Publié le 26 mai 2009 par Aymeric

Ocean hill Je ne cherche pas particulièrement à émouvoir mais sachez que bénéficier de réductions en tous genres se paye.
Depuis que prendre le train me coute 30% moins cher que la plupart d’entre vous et bien je suis condamné, comme en contrepartie, à ne pouvoir suivre les émissions de radio que partiellement, en permanence contraint à coudre grossièrement des bribes.
Tenez, dimanche dernier j’impose en maître du foyer mon Meyer dominical et pas moyen de suivre.
Insensibles à l’autorité du père, mes rejetons ont multiplié les plus bruyantes manifestations d’enthousiasme juvénile.
Là où c’est devenu vraiment frustrant c’est que j’ai eu le temps de reconnaitre dans le tohu-bohu la voix d’un Jean-Louis Bourlanges qui s’était fait bien trop rare ces derniers mois et qui m’a d’autant plus manqué que c’est le triste Pastré qui a le plus souvent squatté la place inoccupée.

Heureusement le progrès, qui parfois mérite son cierge, rend possible de réécouter tout cela plus au calme lorsque les enfants – merci Madame Carpantier – sont retenus ailleurs.

Ainsi je m’aperçus aujourd’hui que Jean-Louis avait décidé de fêter nos retrouvailles d’une drôle de manière, m’obligeant pour une fois à être en désaccord avec lui.

En effet (ha ha) à la 19e minute de l’émission, il a dit : « Il y a traditionnellement une certaine animosité entre la communauté noire et la communauté juive américaine »

Mon cher Jean-Louis, c’est peut-être vrai maintenant mais ça n’a rien de traditionnel.
C’est même curieux qu’un érudit tel que toi, fin connaisseur des cultures étrangère et tout et tout n’ait pas pensé au NNACP (National Association for the Advancement of Colored People), fondé par des avocats juifs et noirs.
Sans même remonter aussi loin, comment as-tu pu oublier les mouvements des droits civiques des années 50 et 60 avec la fameuse affaire du Freedom Summer et l’assassinat de trois activistes : deux juifs et un noir dont Alan Parker avait tiré un si mauvais film.

Alors, pour que cette belle entente s’effiloche en quarante ans, pour qu’on en arrive maintenant à penser l’animosité actuelle comme traditionnelle qu’est ce qui a bien pu se passer ? Oui, comment ça a commencé à déconner ?

Dans son livre Can’t stop won’t stop (sur la culture Hip-Hop, mais que ça ne vous empêche pas de lire ce qui va suivre), Jeff Chang prétend carrément dater le moment de bascule.
Selon-lui tout a changé lors d’événements qui se sont déroulés à New-York dans le quartier d’Ocean Hill/Brownsville, une zone sinistrée et composée à 95% d’afro américains et de portoricains.
En 1967, sous le mot d’ordre de « contrôle par la communauté », l’administration scolaire nouvellement élue et composée principalement d’activistes noirs nomma un nouveau directeur et cinq nouveaux proviseurs, tous noirs.
De son côté, la fédération unitaire des professeurs (UFT), un syndicat d’enseignants progressistes principalement juifs, commença l’année scolaire par une grève, suite à la brutalité de changements non motivés par des critères professionnels.

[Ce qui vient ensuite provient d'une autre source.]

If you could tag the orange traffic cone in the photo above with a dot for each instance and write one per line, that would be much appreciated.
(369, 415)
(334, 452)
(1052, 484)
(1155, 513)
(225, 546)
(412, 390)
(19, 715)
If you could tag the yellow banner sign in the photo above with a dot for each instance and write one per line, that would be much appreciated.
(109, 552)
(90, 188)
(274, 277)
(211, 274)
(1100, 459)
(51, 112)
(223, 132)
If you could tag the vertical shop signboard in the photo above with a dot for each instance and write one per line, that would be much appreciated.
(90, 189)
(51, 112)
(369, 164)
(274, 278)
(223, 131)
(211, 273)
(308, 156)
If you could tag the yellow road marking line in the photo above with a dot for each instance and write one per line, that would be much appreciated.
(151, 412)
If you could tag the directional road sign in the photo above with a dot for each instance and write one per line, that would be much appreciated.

L’administration entreprit alors de remplacer les professeurs syndiqués par des professeurs de couleur appartenant à la communauté. Et voilà qu’arrivent les conditions pour un affrontement dont les plus gros dégâts seront les collatéraux
Après deux ans de conflits permanents, les professeurs syndiqués l’emportèrent, reprirent leurs postes, l’administration fut dissoute et le directeur noir placé sous la tutelle d’un administrateur de l’état. Les vainqueurs n’avaient certes pas fait campagne au nom d’une quelconque communauté juive, mais c’est bien comme ça qu’ils furent perçus par les activistes du « contrôle par la communauté » qui ne leur pardonnèrent jamais et les rangèrent globalement parmi les ennemis de la communauté.

Évidemment, vous êtes sceptiques et moi aussi. Considérer que c’est de cette quasi anecdote que découle l’antisémitisme maladif d’un Farrakhan ou d’un Professor Griff, parait un peu excessif.
Et c’est oublier le rôle de l’arrivée de l’Islam dans le militantisme noir, la radialisation des Blacks Panthers dont la dérive, haineuse et raciste, a été très tôt perçue par Romain – gloire à lui – Gary. Mais à ces causes, on peut toujours trouver d’autres causes.

Tandis que l’affaire d’Ocean Hill/Brownsville illustre bien ce moment où les alliés d’hier se retrouvent opposés d’intérêts quant il faut à la fois partager le butin et décider des actions à venir.